I could go on, and I will, but not right now.

The contradictions of Korea

The contradictions of Korea never cease to amaze me. Although the per capita income is hovering around US$6800, the Korea Times reports this morning that 13 Seoul subway stations have been fitted out with wireless internet access for PDA’s and laptops.
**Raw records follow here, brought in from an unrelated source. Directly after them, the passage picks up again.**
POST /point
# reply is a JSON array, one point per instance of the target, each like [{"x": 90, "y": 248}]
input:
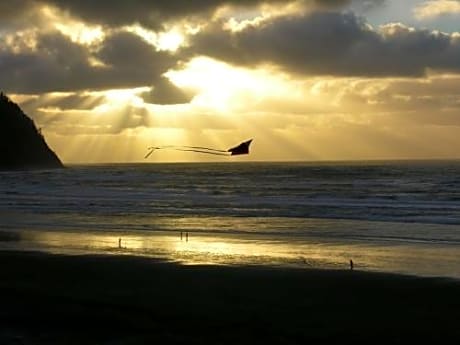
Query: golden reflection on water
[{"x": 197, "y": 248}]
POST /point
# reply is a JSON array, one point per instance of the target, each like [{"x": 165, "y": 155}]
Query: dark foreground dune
[{"x": 52, "y": 299}]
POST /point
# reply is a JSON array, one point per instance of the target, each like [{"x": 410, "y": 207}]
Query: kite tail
[{"x": 198, "y": 149}]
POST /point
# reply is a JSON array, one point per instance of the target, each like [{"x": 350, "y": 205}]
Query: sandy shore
[{"x": 55, "y": 299}]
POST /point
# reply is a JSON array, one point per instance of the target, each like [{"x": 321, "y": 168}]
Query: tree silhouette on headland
[{"x": 22, "y": 146}]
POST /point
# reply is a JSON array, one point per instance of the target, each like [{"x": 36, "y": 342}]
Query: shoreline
[{"x": 109, "y": 299}]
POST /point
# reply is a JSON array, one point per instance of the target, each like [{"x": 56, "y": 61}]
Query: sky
[{"x": 308, "y": 80}]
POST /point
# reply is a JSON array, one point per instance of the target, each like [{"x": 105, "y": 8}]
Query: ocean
[{"x": 399, "y": 217}]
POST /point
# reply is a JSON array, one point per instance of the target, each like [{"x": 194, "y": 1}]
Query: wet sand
[{"x": 57, "y": 299}]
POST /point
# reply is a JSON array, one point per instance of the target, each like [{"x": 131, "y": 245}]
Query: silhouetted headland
[{"x": 22, "y": 146}]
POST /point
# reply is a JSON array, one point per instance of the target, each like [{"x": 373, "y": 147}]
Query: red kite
[{"x": 241, "y": 149}]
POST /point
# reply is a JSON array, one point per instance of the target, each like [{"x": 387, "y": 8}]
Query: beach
[{"x": 113, "y": 299}]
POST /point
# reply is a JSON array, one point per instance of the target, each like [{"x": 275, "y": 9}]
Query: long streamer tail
[
  {"x": 241, "y": 149},
  {"x": 198, "y": 149}
]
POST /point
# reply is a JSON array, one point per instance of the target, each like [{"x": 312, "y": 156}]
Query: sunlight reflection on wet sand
[{"x": 199, "y": 248}]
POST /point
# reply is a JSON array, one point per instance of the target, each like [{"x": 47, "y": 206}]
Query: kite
[{"x": 240, "y": 149}]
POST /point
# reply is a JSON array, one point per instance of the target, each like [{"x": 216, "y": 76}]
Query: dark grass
[{"x": 55, "y": 299}]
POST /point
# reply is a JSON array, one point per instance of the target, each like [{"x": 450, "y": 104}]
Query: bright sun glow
[{"x": 222, "y": 87}]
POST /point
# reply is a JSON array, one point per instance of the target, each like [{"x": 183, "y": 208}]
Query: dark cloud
[
  {"x": 60, "y": 65},
  {"x": 80, "y": 101},
  {"x": 17, "y": 11},
  {"x": 332, "y": 43},
  {"x": 152, "y": 14}
]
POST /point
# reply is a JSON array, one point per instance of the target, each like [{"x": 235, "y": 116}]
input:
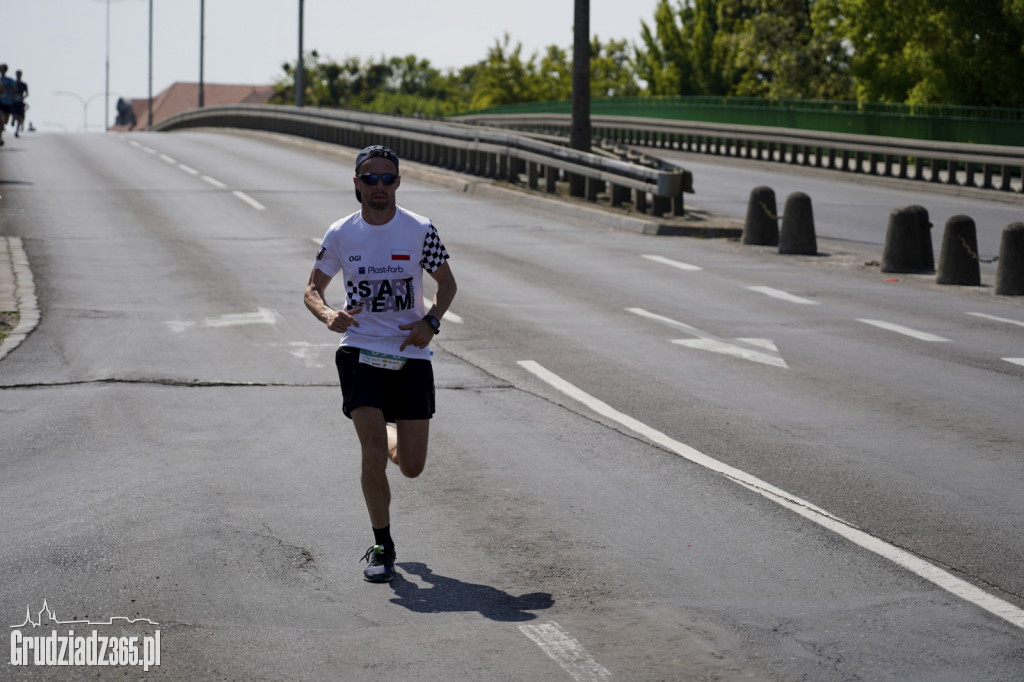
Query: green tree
[
  {"x": 790, "y": 49},
  {"x": 936, "y": 51}
]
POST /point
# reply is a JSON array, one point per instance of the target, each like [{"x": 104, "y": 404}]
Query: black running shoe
[{"x": 381, "y": 560}]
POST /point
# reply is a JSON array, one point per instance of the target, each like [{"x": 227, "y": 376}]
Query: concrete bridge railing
[{"x": 468, "y": 148}]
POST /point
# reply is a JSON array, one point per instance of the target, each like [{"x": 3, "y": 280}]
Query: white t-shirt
[{"x": 383, "y": 266}]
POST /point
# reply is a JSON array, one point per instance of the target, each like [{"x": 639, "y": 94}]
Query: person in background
[
  {"x": 7, "y": 90},
  {"x": 17, "y": 105}
]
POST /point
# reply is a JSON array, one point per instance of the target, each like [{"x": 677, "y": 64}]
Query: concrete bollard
[
  {"x": 958, "y": 255},
  {"x": 926, "y": 252},
  {"x": 1010, "y": 272},
  {"x": 797, "y": 236},
  {"x": 902, "y": 251},
  {"x": 762, "y": 218}
]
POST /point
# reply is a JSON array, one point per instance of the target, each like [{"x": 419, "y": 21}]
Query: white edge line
[
  {"x": 906, "y": 331},
  {"x": 943, "y": 580},
  {"x": 249, "y": 200},
  {"x": 995, "y": 318},
  {"x": 566, "y": 651}
]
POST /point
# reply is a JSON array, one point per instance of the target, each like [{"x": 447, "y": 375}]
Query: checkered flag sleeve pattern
[{"x": 434, "y": 253}]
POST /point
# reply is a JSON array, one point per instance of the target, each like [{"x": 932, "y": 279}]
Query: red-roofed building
[{"x": 184, "y": 96}]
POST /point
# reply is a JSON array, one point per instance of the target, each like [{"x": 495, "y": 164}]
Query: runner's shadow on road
[{"x": 449, "y": 594}]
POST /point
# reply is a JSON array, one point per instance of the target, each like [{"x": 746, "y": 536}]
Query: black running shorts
[{"x": 404, "y": 393}]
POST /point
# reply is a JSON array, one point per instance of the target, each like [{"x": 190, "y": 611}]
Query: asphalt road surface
[{"x": 653, "y": 458}]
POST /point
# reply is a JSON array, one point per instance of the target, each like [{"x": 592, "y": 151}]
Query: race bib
[{"x": 383, "y": 360}]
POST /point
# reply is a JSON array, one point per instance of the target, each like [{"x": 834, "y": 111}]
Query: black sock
[{"x": 383, "y": 536}]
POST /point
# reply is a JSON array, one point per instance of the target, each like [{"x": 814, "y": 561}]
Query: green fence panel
[{"x": 941, "y": 123}]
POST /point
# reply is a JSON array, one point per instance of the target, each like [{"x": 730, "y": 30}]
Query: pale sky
[{"x": 61, "y": 45}]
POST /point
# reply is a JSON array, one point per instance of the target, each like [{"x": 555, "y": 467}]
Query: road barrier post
[
  {"x": 1010, "y": 272},
  {"x": 762, "y": 219},
  {"x": 797, "y": 236},
  {"x": 958, "y": 255}
]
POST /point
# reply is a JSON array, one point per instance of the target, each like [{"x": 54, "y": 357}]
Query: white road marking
[
  {"x": 724, "y": 348},
  {"x": 1004, "y": 320},
  {"x": 899, "y": 329},
  {"x": 706, "y": 341},
  {"x": 261, "y": 316},
  {"x": 249, "y": 200},
  {"x": 215, "y": 182},
  {"x": 943, "y": 580},
  {"x": 566, "y": 651},
  {"x": 674, "y": 263},
  {"x": 781, "y": 295}
]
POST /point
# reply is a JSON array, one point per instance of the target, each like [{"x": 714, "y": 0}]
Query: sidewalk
[{"x": 17, "y": 295}]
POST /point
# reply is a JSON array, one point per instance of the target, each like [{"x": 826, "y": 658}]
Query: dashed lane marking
[
  {"x": 566, "y": 651},
  {"x": 674, "y": 263},
  {"x": 906, "y": 331},
  {"x": 214, "y": 181},
  {"x": 782, "y": 295},
  {"x": 249, "y": 200}
]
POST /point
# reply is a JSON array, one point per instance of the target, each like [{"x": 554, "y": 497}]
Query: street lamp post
[
  {"x": 107, "y": 108},
  {"x": 300, "y": 67},
  {"x": 202, "y": 40}
]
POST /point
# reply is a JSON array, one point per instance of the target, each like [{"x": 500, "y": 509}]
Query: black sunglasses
[{"x": 372, "y": 179}]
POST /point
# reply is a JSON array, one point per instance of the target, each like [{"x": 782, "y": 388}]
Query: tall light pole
[
  {"x": 150, "y": 121},
  {"x": 202, "y": 41},
  {"x": 300, "y": 67},
  {"x": 580, "y": 135},
  {"x": 85, "y": 104},
  {"x": 107, "y": 105}
]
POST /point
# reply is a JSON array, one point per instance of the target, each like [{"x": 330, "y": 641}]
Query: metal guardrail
[
  {"x": 468, "y": 148},
  {"x": 980, "y": 166}
]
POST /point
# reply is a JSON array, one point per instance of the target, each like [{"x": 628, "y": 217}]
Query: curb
[{"x": 17, "y": 291}]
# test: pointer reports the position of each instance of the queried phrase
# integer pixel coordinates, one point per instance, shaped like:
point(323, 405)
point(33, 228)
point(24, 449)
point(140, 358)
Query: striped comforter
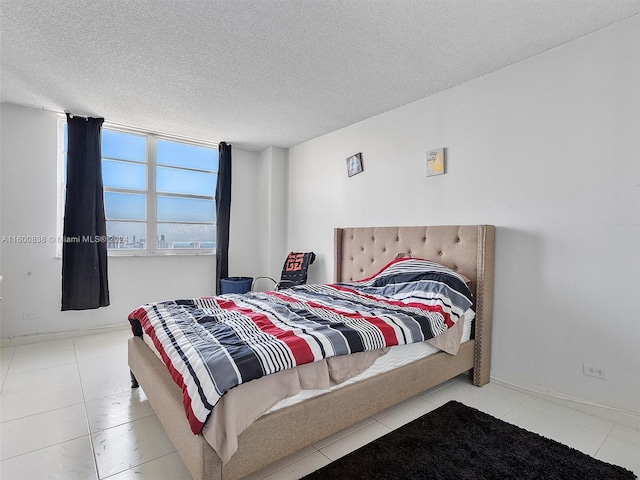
point(213, 344)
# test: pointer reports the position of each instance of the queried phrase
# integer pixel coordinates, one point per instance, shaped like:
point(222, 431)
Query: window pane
point(126, 146)
point(177, 180)
point(179, 235)
point(178, 209)
point(126, 235)
point(124, 175)
point(179, 154)
point(125, 206)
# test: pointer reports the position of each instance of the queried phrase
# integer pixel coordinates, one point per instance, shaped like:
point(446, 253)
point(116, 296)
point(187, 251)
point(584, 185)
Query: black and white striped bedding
point(213, 344)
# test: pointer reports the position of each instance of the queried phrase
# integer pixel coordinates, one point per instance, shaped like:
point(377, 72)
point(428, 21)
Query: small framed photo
point(435, 162)
point(354, 164)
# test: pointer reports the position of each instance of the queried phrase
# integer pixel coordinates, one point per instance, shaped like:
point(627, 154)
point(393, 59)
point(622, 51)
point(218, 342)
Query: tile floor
point(68, 412)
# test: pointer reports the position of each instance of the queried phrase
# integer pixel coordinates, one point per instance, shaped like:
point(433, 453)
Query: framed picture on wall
point(354, 164)
point(435, 162)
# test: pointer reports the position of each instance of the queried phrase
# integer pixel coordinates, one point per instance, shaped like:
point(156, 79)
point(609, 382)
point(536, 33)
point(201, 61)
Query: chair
point(294, 270)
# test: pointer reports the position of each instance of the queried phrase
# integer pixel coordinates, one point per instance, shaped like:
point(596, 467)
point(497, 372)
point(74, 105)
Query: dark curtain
point(84, 250)
point(223, 213)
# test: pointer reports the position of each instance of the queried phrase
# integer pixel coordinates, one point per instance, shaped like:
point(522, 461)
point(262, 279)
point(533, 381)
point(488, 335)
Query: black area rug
point(457, 442)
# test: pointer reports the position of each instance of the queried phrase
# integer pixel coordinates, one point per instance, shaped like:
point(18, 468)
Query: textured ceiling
point(269, 72)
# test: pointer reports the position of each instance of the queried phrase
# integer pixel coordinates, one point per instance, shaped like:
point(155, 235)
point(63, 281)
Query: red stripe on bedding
point(385, 329)
point(195, 424)
point(299, 347)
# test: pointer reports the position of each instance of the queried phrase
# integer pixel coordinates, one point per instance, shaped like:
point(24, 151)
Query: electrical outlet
point(594, 371)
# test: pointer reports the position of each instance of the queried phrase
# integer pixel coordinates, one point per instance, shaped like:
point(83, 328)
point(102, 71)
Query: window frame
point(151, 193)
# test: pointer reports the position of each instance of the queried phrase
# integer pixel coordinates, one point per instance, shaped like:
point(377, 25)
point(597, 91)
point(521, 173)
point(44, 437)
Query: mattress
point(395, 357)
point(243, 405)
In the next couple of months this will be extended not only to all stations on lines 5, 6, 7 and 8, but antennas will be installed in tunnels, making continuous broadband access available on trains.
At home, I have a 4-6 Mb uncapped DSL connection, for which I pay about US$30 a month. In the 3 months or so I’ve had it, there hasn’t been a single outage. Meanwhile, tiny roadside plots of dirt along the highway that runs past my apartment beehive are being subsistence-farmed by the old people who live nearby. Sometimes it’s as if you can walk a hundred metres, and pass through a hundred years of history.


Apparently Lineage, a MMORPG from a Korean company called NCSoft, has about 3 million players, with about 160,000 playing concurrently at any given time, making it the biggest online game in the world. I’ve never even heard of the damn thing, and they have something like 7% of the population of the country playing it! Makes Everquest, with a total of around 400,000 players, look like chicken feed (wonderchicken feed, even). (via Salon. Sorry.)